Lettre de ménage
Mercredi s’est fané comme un bleu de porcelaine
Et dans mon jardin j’avais
Deux pierres mortes de toi.
Deux ou trois notes tombées d’entre les ailes
De la musique
Que l’air déplace
(et le temps tourne et tourne encore dans l’espace)
Il y a tant de sourires suspendus au plafond…
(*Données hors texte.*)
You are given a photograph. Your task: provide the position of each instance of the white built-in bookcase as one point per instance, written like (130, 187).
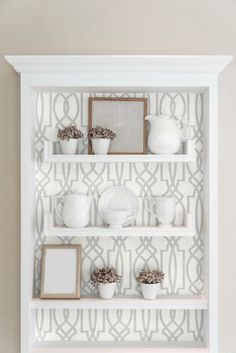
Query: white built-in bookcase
(185, 316)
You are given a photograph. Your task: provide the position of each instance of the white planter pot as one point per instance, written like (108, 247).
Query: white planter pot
(69, 146)
(107, 290)
(101, 146)
(150, 291)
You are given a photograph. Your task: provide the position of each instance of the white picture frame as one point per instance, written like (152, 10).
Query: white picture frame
(60, 275)
(125, 117)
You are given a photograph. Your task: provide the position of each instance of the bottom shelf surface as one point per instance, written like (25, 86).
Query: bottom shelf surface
(117, 347)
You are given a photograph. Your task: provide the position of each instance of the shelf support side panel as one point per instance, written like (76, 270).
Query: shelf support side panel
(27, 214)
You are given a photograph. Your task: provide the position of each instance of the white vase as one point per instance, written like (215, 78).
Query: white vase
(165, 135)
(150, 291)
(69, 146)
(165, 210)
(76, 209)
(101, 146)
(107, 290)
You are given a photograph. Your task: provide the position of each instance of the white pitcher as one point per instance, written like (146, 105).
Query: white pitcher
(165, 209)
(76, 209)
(165, 136)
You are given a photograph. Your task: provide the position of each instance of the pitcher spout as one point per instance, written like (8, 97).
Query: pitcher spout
(149, 117)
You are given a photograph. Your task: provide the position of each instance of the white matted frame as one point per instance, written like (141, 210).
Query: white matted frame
(129, 72)
(61, 272)
(125, 117)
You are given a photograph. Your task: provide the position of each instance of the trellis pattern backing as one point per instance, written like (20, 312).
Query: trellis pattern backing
(180, 258)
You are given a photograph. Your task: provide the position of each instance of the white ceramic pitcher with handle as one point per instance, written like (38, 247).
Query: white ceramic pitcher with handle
(165, 209)
(165, 134)
(76, 209)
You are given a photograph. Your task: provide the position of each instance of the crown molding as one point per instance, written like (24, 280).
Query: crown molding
(119, 63)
C’était un mercredi des cendres
Marque amère sur ventre rond.
Le soleil de Dakar
N’en fini plus de briller
Et son feu
Et ses cris
Et son fumier
Ne sont pas de ceux
Dont on perçoit les échos.
Ta bouche-balise dans le tumulte ne finira pas de chanter.
J’ai mal aux côtes et les poteaux
Me signifient autant de refus.
Je vois partout des non de toi
Ça me transperce
Le temps déborde
Il y a ces lampes que l’on n’éteint plus.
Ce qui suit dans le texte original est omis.